Hayır, insanlıktan istifa formunu zorla mı imzalattılar, yoksa gördünüz de bir çırpıda üstüne mi atladınız? Yahu ölümle kalım arasında önce denize dökülen sonra kıyılara vuran, bir zamanlar evladı anası sevdalısı olan cansız bedenleri hafızalarında taşıya taşıya yaşam savaşında savrulan insanlara topyekün bok atmak ve nefret kusmak da neyinnesi? Nasıl bir garabetsiniz siz? Utanıyorum yazarken yahu!

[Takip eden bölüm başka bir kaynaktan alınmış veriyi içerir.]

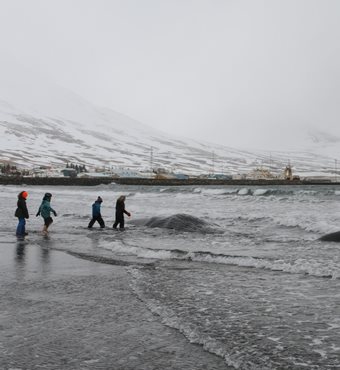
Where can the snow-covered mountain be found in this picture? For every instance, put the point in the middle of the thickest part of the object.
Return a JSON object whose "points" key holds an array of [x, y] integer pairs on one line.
{"points": [[47, 124]]}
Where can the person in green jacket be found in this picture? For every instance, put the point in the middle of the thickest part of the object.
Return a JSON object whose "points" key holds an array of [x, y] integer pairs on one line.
{"points": [[45, 210]]}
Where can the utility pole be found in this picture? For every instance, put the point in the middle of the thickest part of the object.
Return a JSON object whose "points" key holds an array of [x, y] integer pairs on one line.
{"points": [[213, 160], [336, 169], [151, 159]]}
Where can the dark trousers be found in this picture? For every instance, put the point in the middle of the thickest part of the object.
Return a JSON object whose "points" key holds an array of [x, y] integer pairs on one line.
{"points": [[119, 221], [21, 226], [99, 220]]}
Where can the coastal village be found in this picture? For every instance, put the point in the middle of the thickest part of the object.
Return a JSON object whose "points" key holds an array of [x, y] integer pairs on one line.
{"points": [[73, 170]]}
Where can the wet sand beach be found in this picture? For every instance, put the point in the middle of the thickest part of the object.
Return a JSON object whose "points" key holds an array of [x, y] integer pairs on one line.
{"points": [[62, 312]]}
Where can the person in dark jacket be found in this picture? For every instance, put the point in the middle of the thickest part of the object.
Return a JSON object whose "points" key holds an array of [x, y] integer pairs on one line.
{"points": [[96, 214], [45, 210], [120, 210], [22, 213]]}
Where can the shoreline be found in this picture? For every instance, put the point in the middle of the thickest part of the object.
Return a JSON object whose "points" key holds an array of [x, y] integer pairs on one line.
{"points": [[95, 181], [62, 312]]}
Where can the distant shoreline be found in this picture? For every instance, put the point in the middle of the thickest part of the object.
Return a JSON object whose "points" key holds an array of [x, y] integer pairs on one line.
{"points": [[94, 181]]}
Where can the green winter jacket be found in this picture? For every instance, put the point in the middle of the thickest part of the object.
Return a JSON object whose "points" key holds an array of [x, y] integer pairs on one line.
{"points": [[45, 209]]}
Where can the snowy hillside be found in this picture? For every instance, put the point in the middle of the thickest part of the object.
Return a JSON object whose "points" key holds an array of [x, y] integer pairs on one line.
{"points": [[50, 125]]}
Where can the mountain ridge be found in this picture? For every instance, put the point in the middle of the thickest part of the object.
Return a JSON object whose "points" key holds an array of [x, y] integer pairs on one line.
{"points": [[62, 127]]}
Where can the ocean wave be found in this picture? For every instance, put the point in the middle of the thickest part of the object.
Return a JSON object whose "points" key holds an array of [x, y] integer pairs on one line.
{"points": [[298, 266]]}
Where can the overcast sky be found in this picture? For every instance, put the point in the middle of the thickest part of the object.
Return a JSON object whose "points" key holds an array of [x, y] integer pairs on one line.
{"points": [[232, 72]]}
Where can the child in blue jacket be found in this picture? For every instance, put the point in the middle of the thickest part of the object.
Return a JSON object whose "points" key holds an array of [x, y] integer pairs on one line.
{"points": [[45, 210], [96, 214]]}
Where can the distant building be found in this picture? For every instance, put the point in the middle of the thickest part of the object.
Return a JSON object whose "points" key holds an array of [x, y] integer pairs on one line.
{"points": [[261, 174], [69, 172], [288, 173]]}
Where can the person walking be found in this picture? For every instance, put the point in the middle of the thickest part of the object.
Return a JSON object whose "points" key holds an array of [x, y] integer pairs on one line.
{"points": [[45, 210], [120, 210], [96, 214], [22, 213]]}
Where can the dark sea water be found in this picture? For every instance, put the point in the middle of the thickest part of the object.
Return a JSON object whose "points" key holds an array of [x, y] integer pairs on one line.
{"points": [[238, 270]]}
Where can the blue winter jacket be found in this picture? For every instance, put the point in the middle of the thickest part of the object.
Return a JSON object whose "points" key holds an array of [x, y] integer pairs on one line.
{"points": [[96, 209], [45, 209]]}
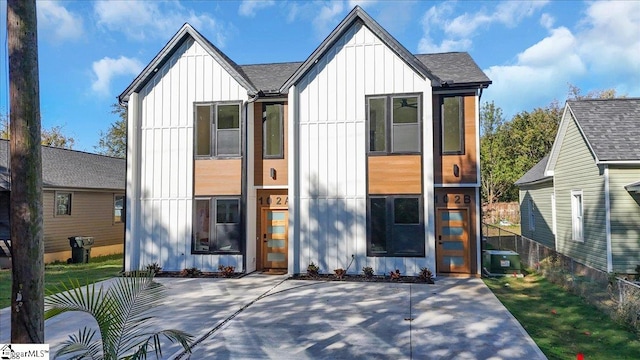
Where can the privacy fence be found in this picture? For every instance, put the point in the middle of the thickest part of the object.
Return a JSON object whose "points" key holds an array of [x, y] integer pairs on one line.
{"points": [[618, 296]]}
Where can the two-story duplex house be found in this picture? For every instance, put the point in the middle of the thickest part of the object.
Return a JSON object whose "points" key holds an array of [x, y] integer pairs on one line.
{"points": [[362, 152]]}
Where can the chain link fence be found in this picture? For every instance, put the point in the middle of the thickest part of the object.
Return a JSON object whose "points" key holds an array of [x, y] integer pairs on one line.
{"points": [[612, 293]]}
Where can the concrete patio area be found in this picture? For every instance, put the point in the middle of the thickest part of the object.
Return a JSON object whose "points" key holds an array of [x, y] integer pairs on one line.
{"points": [[269, 317]]}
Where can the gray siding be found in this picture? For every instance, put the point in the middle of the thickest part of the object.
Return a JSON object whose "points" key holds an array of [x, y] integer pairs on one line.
{"points": [[625, 220], [542, 206], [576, 170]]}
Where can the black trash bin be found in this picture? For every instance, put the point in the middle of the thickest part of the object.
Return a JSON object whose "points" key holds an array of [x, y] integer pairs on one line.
{"points": [[80, 249]]}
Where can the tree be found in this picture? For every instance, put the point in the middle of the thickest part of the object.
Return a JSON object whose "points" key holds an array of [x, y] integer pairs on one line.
{"points": [[27, 288], [114, 141], [122, 314], [493, 154], [50, 137]]}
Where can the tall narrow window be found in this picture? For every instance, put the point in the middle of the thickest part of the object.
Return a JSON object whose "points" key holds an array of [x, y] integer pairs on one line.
{"points": [[377, 124], [272, 131], [217, 130], [63, 203], [452, 125], [393, 122], [118, 208], [406, 125], [576, 216], [532, 215], [228, 130]]}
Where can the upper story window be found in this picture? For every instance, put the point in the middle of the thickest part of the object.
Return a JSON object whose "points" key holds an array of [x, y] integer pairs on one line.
{"points": [[452, 112], [394, 124], [63, 203], [272, 131], [118, 208], [217, 130]]}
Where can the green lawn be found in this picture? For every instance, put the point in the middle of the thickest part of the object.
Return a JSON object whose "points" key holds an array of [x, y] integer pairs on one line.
{"points": [[98, 269], [562, 324]]}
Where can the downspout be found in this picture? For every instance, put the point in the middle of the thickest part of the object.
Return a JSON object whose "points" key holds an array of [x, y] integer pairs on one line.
{"points": [[607, 211], [245, 187]]}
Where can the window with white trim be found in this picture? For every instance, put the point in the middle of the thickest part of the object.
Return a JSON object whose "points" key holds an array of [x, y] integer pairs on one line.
{"points": [[532, 215], [394, 125], [577, 220], [217, 130], [63, 203], [217, 225]]}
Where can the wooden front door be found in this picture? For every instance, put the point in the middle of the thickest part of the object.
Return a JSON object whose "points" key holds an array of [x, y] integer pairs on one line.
{"points": [[452, 241], [274, 229]]}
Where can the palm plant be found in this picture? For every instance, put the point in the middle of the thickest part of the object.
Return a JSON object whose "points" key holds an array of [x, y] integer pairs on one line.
{"points": [[122, 315]]}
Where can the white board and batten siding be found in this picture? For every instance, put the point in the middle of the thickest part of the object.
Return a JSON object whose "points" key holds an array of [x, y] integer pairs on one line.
{"points": [[329, 156], [163, 131]]}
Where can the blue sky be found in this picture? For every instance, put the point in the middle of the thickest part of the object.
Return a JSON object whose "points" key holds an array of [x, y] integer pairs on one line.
{"points": [[89, 51]]}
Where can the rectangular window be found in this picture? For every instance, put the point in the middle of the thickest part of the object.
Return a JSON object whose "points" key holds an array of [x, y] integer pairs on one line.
{"points": [[217, 130], [63, 203], [532, 215], [217, 227], [394, 124], [452, 111], [576, 215], [395, 226], [118, 208], [272, 131]]}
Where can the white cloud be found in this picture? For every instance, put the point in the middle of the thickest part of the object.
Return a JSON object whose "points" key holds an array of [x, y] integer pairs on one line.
{"points": [[107, 68], [249, 7], [57, 23], [459, 30], [139, 20]]}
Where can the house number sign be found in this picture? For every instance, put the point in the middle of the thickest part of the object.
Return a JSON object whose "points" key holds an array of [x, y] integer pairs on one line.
{"points": [[452, 199], [273, 200]]}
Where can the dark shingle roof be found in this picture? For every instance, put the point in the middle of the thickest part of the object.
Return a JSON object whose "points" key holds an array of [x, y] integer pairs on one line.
{"points": [[455, 67], [535, 174], [611, 126], [63, 168], [269, 77]]}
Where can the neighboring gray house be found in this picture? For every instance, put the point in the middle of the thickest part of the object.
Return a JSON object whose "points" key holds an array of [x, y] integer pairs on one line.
{"points": [[583, 199], [83, 195]]}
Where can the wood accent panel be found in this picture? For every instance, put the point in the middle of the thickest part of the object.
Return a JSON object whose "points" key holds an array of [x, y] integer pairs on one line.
{"points": [[91, 215], [467, 162], [471, 205], [262, 167], [218, 177], [395, 174]]}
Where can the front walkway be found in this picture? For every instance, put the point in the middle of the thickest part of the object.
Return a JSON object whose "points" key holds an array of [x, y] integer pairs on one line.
{"points": [[265, 317]]}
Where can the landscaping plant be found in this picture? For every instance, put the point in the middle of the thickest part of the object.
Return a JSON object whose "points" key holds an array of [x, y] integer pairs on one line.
{"points": [[122, 315]]}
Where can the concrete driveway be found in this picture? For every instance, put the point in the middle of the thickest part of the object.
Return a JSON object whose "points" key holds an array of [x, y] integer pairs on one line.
{"points": [[268, 317]]}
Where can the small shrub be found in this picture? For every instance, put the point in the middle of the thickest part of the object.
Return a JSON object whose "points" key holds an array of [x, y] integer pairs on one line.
{"points": [[154, 268], [368, 271], [191, 272], [426, 275], [313, 269], [227, 271], [395, 275]]}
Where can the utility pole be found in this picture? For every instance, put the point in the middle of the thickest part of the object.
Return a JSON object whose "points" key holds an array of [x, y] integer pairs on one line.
{"points": [[27, 243]]}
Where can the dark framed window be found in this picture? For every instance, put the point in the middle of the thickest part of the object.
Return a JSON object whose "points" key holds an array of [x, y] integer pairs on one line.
{"points": [[118, 208], [394, 124], [395, 226], [63, 203], [452, 113], [217, 130], [272, 131], [217, 225]]}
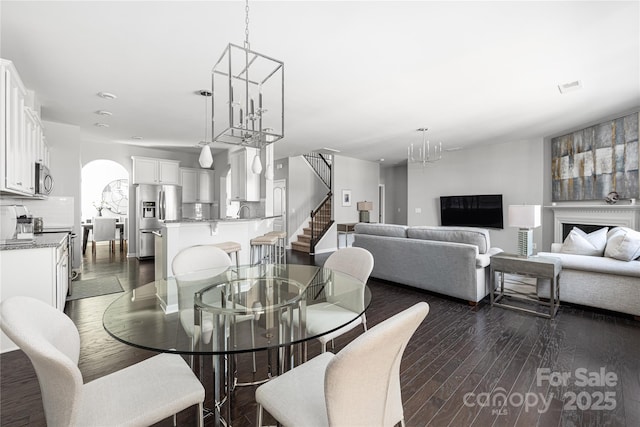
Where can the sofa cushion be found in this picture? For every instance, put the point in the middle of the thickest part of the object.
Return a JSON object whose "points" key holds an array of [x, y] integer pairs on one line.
{"points": [[580, 243], [596, 264], [388, 230], [623, 244], [469, 235]]}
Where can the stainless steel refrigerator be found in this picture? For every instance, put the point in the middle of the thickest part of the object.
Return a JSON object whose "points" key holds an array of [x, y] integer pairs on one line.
{"points": [[155, 204]]}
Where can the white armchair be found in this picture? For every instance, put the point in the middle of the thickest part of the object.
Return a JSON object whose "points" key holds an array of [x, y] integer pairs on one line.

Nerede kalmıştık? Diyor ki paylaşımda, zamanında Bulgaristan’dan da göçmenler geldiydi, onlardan birini hırsızlık, tecavüz vb suçları işlerken, sokaklarda dilenirken vb gördünüz mü? Onlar bunu asla yapmazdı ama Suriyeliler yapıyor. (özetle böyle diyor). Bunu beğenenler arasında kimlerim yok ki…

Bu yazıyı şu noktaya kadar veya sonrasında yumruğunu sıkıp daha sonunu getirmeden, üstüne kusmak için hazırda bekleyen varsa, sen şuradan dön, sana diyecek lafım yok, zaten bu yazı senin için yazılmamıştı. Ama ötekiler, egolarınızı şuraya bir park edin bakalım önce. Bak kardeşim. Madde madde aradaki benzerlik ve farkları sıralayalım, tabii sizin bakış açınızla.

Birincisi, Bulgaristan’dan gelen göçmenlere “kardeşlerimiz” diyordunuz Suriyeli mültecilere “onlar” diyorsunuz. Çünkü Bulgaristan’dan gelenler Türk idi, Suriyeliler değil. Avrupa’daki göçmenlerimiz Türk ama buradaki Kürtlerin Türk olmayışı gibi. Sen insan mısın önce onu bir deyiver de rahatlayalım.

İkincisi, Bulgaristan’dan gelen göçmenler, Suriyelilerle eşdeğer olmasa da (karşılaştırma yapmak bana düşmez), bir zulümden kaçarak gelmişlerdi ve devletimiz onlara kapıyı açmıştı. Zulmü kınamış ve kesinlikle gelen göçmenlerin haklı durumda ve mağdur olduklarını bize tane tane anlatmıştı. Açmak gerekirse Bulgar göçmenlerine başlarını sokacak bir ev, geçinebilecekleri bir iş bulabilmeleri, üniversitede öğrenciyken gelenlerin çeşitli üniversitelere girebilmeleri sağlandı. Ben bu ikinci gruptan en az on-onbeş kişiyle aynı okulda-yurtta yaşadım. Ne güzel insanlardınız! Doktorlara hastanelerimizde çalışma imkânı tanındı, belki tam kapasite hakları olmadı ama mesleklerini icra ettiler, üstelik Bulgar göçmeni doktorlar inanılmaz derecede iyi eğitimliydi. Mezun olanlar ve halihazırda mezunlar çeşitli kurumlarda çalıştılar, bugün emekliliği gelen bile vardır. Evet, şimdi geriye bakınca Bulgar göçmenleri hiç de sokaklarda dilenmedi, tecavüze suça karışmadı. Bunu net söyleyebilecek güzel anılar biriktirmiş bu ülke demek. Ama mesela…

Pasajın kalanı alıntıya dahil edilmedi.